Poi l’udienza è ricominciata. E nella sua deposizione Palma ha ha spiegato che all’epoca non aveva “mai avuto la percezione della falsità di Vincenzo Scarantino. Noi non ci siamo fermati a Scarantino, noi lo consideravamo un piccolo segmento. Scarantino non ci diceva di non voler più collaborare con la giustizia, si lamentava della sicurezza, dei soldi, di questioni logistiche, ma solo di questo”. Il magistrato ha sottolineato che la famiglia del falso pentito era contraria alla collaborazione del balordo della Guadagna: “Avevamo la certezza che la famiglia stesse tentando di minare la collaborazione o di inquinare le dichiarazioni e pensavamo che possibili ripensamenti fossero indotti dalla famiglia. Come si sente dalle intercettazioni alla famiglia che lo invitava a ritrattare rispondeva ‘io sono sicuro di quel che sò. Allora quella verità avevamo. Magari domani ce ne sarà un’altra, ma allora avevamo quella. Io non avevo notizia di suoi tentennamenti allora“.

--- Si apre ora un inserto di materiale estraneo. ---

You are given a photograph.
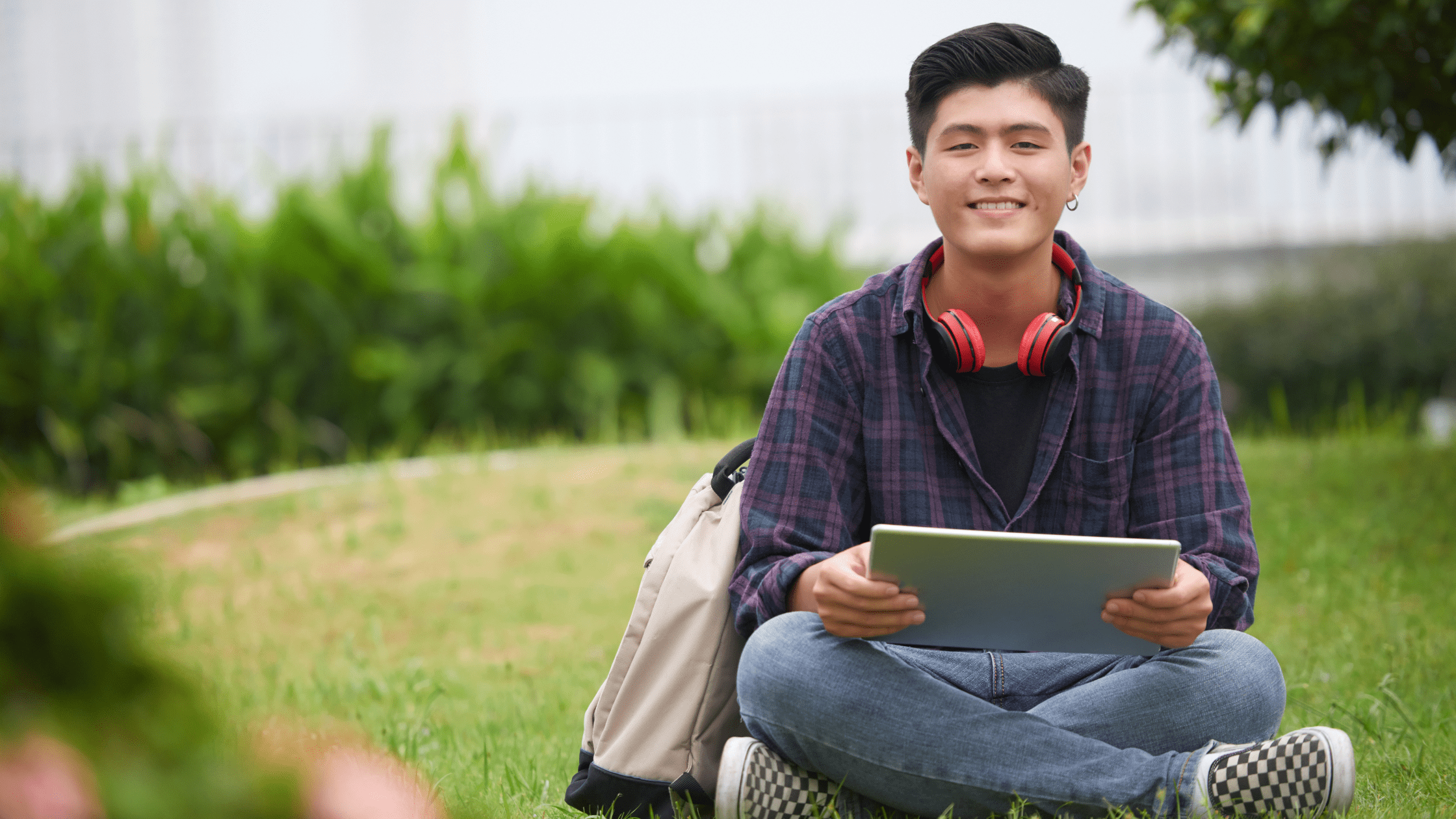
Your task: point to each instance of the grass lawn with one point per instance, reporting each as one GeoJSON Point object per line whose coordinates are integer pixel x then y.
{"type": "Point", "coordinates": [463, 621]}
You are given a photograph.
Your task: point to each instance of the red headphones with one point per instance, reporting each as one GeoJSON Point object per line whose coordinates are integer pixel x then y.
{"type": "Point", "coordinates": [957, 346]}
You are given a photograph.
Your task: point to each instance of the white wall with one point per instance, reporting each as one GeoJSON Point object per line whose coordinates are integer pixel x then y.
{"type": "Point", "coordinates": [690, 104]}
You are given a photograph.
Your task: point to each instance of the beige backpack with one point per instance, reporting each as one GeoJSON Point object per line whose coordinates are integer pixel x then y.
{"type": "Point", "coordinates": [656, 731]}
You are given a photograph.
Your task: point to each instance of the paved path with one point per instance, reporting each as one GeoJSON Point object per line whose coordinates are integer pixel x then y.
{"type": "Point", "coordinates": [287, 483]}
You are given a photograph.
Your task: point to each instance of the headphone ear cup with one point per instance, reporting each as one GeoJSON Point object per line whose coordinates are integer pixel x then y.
{"type": "Point", "coordinates": [1032, 356]}
{"type": "Point", "coordinates": [957, 343]}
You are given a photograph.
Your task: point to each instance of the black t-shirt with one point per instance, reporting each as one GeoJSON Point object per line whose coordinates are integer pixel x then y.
{"type": "Point", "coordinates": [1004, 410]}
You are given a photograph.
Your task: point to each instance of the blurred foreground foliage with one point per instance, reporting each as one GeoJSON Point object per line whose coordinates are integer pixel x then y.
{"type": "Point", "coordinates": [76, 665]}
{"type": "Point", "coordinates": [146, 333]}
{"type": "Point", "coordinates": [1360, 344]}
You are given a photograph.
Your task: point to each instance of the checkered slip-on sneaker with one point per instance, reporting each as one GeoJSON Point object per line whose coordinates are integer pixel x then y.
{"type": "Point", "coordinates": [756, 783]}
{"type": "Point", "coordinates": [1303, 773]}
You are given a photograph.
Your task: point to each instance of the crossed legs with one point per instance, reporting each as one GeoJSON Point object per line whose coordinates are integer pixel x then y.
{"type": "Point", "coordinates": [918, 731]}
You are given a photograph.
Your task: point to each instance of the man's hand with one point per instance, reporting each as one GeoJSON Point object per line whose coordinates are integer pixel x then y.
{"type": "Point", "coordinates": [851, 604]}
{"type": "Point", "coordinates": [1171, 617]}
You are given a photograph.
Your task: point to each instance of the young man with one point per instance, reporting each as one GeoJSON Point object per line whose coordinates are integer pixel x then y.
{"type": "Point", "coordinates": [942, 394]}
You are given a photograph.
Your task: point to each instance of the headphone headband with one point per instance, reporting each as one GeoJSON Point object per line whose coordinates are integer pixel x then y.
{"type": "Point", "coordinates": [1045, 347]}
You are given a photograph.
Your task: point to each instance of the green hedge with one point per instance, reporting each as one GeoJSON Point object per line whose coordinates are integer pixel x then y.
{"type": "Point", "coordinates": [152, 333]}
{"type": "Point", "coordinates": [1370, 337]}
{"type": "Point", "coordinates": [149, 333]}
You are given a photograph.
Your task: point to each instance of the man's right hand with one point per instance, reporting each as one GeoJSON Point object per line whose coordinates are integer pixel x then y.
{"type": "Point", "coordinates": [851, 604]}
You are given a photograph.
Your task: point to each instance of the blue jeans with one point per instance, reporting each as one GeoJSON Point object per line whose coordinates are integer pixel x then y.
{"type": "Point", "coordinates": [918, 731]}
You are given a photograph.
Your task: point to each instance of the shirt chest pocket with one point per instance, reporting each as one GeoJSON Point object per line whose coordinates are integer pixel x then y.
{"type": "Point", "coordinates": [1088, 497]}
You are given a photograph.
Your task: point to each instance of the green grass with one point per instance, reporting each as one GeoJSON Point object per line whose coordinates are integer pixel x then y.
{"type": "Point", "coordinates": [465, 621]}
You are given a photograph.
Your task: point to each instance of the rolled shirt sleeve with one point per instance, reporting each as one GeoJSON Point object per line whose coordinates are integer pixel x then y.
{"type": "Point", "coordinates": [804, 496]}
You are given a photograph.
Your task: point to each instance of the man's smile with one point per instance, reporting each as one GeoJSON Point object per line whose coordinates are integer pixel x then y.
{"type": "Point", "coordinates": [998, 205]}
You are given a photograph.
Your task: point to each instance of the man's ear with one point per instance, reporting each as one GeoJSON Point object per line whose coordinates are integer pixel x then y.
{"type": "Point", "coordinates": [1081, 162]}
{"type": "Point", "coordinates": [916, 174]}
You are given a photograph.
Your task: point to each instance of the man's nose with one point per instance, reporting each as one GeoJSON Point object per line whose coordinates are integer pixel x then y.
{"type": "Point", "coordinates": [995, 166]}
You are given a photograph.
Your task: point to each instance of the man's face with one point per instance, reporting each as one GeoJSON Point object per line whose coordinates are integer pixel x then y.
{"type": "Point", "coordinates": [996, 171]}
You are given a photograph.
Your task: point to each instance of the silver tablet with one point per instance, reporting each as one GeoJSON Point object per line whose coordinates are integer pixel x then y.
{"type": "Point", "coordinates": [1009, 591]}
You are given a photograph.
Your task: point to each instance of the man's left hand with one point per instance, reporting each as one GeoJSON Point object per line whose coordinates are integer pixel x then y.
{"type": "Point", "coordinates": [1171, 617]}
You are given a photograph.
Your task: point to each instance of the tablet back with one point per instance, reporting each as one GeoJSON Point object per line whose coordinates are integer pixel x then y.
{"type": "Point", "coordinates": [1009, 591]}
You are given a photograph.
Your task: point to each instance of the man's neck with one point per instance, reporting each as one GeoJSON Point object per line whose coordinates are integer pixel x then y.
{"type": "Point", "coordinates": [1002, 295]}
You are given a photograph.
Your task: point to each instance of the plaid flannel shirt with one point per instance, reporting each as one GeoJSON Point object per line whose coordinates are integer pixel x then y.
{"type": "Point", "coordinates": [864, 429]}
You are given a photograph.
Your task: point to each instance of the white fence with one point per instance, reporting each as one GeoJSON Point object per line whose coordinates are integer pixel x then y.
{"type": "Point", "coordinates": [1162, 178]}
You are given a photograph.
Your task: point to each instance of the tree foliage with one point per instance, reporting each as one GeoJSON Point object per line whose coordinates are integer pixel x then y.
{"type": "Point", "coordinates": [1382, 66]}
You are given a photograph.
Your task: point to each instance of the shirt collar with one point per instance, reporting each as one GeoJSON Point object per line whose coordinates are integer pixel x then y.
{"type": "Point", "coordinates": [1093, 287]}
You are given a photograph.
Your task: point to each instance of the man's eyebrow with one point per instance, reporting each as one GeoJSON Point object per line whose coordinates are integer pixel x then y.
{"type": "Point", "coordinates": [979, 131]}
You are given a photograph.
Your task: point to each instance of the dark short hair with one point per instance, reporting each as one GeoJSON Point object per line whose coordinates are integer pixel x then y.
{"type": "Point", "coordinates": [989, 56]}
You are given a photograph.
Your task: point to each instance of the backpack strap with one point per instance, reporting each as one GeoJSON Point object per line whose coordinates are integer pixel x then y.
{"type": "Point", "coordinates": [729, 471]}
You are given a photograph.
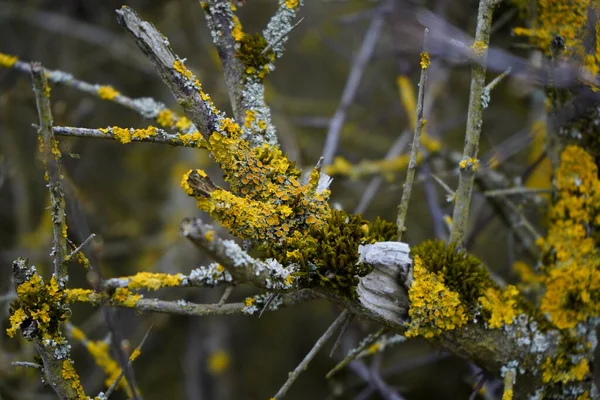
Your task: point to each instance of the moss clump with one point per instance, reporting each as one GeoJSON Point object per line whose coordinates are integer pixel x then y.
{"type": "Point", "coordinates": [328, 256]}
{"type": "Point", "coordinates": [463, 273]}
{"type": "Point", "coordinates": [251, 54]}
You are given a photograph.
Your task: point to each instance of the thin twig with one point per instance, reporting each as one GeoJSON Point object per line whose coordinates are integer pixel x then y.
{"type": "Point", "coordinates": [343, 330]}
{"type": "Point", "coordinates": [311, 354]}
{"type": "Point", "coordinates": [474, 121]}
{"type": "Point", "coordinates": [225, 295]}
{"type": "Point", "coordinates": [51, 159]}
{"type": "Point", "coordinates": [145, 106]}
{"type": "Point", "coordinates": [81, 246]}
{"type": "Point", "coordinates": [414, 150]}
{"type": "Point", "coordinates": [509, 381]}
{"type": "Point", "coordinates": [283, 36]}
{"type": "Point", "coordinates": [358, 66]}
{"type": "Point", "coordinates": [519, 191]}
{"type": "Point", "coordinates": [478, 387]}
{"type": "Point", "coordinates": [159, 136]}
{"type": "Point", "coordinates": [138, 349]}
{"type": "Point", "coordinates": [369, 340]}
{"type": "Point", "coordinates": [26, 364]}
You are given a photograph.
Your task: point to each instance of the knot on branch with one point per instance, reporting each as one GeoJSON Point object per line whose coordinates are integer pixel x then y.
{"type": "Point", "coordinates": [382, 291]}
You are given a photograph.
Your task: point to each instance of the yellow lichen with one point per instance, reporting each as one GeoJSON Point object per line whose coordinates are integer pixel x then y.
{"type": "Point", "coordinates": [123, 135]}
{"type": "Point", "coordinates": [479, 47]}
{"type": "Point", "coordinates": [562, 370]}
{"type": "Point", "coordinates": [107, 92]}
{"type": "Point", "coordinates": [125, 297]}
{"type": "Point", "coordinates": [425, 60]}
{"type": "Point", "coordinates": [573, 276]}
{"type": "Point", "coordinates": [68, 373]}
{"type": "Point", "coordinates": [502, 305]}
{"type": "Point", "coordinates": [153, 280]}
{"type": "Point", "coordinates": [433, 307]}
{"type": "Point", "coordinates": [291, 4]}
{"type": "Point", "coordinates": [15, 320]}
{"type": "Point", "coordinates": [7, 60]}
{"type": "Point", "coordinates": [469, 162]}
{"type": "Point", "coordinates": [218, 362]}
{"type": "Point", "coordinates": [165, 118]}
{"type": "Point", "coordinates": [237, 33]}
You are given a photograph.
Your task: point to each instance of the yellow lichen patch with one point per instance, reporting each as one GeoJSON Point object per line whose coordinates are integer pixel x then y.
{"type": "Point", "coordinates": [425, 60]}
{"type": "Point", "coordinates": [502, 305]}
{"type": "Point", "coordinates": [125, 297]}
{"type": "Point", "coordinates": [469, 162]}
{"type": "Point", "coordinates": [271, 202]}
{"type": "Point", "coordinates": [218, 362]}
{"type": "Point", "coordinates": [479, 48]}
{"type": "Point", "coordinates": [291, 4]}
{"type": "Point", "coordinates": [6, 60]}
{"type": "Point", "coordinates": [209, 235]}
{"type": "Point", "coordinates": [80, 295]}
{"type": "Point", "coordinates": [123, 135]}
{"type": "Point", "coordinates": [433, 307]}
{"type": "Point", "coordinates": [166, 118]}
{"type": "Point", "coordinates": [237, 33]}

Palma ha negato di aver mai “sentito parlare di rapporti tra la procura di Caltanissetta e il Sisde. Non ho mai incontrato nessuno del Sisde, nemmeno Contrada. Indagammo, però, in modo approfondito sull’ipotesi che Contrada fosse presente in via D’Amelio al momento della strage“. Secondo la pm fu approfondita già allora “l’ipotesi che il primo verbale redatto dopo l’attentato fosse poi stato strappato perché rivelava la presenza di Contrada in Via D’Amelio. Indagammo su questo verificando innanzitutto i tabulati di Contrada e dalla cella telefonica risultò che si trovava in barca al momento dell’esplosione ma non ci fermammo a questo”.

Nella deposizione di Palma spazio anche alla questione della scomparsa dell’agenda rossa, mentre venne ritrovata l’altro diario di Borsellino, di colore grigio. “Dall’agenda di Borsellino – ha spiegato – avevamo saputo poi che era andato al ministero dell’Interno il 1 luglio. Trovai l’agenda andando a persuadere la moglie di Borsellino a deporre. Lei mi portò a vedere lo studio del marito e io le chiesi se potevo sfogliare il diario in cui lui annotava gli spostamenti. Era ferma al 17 luglio. Mi fu detto che erano le stesse cose che annotava nell’agenda rossa, però, sotto il profilo degli spostamenti. “Scoprimmo dall’agenda – ha concluso – che era andato al Viminale e che lo stesso giorno era andato a interrogare Mutolo. Sapevamo già dalle dichiarazioni di Mutolo che Borsellino durante l’interrogatorio si era allontanato. Non accertammo mai però che in quell’occasione aveva incontrato Contrada. La pista Contrada fu ampiamente approfondita, ci rimase però sempre il sospetto dell’incontro con Borsellino nei corridoi del Viminale”.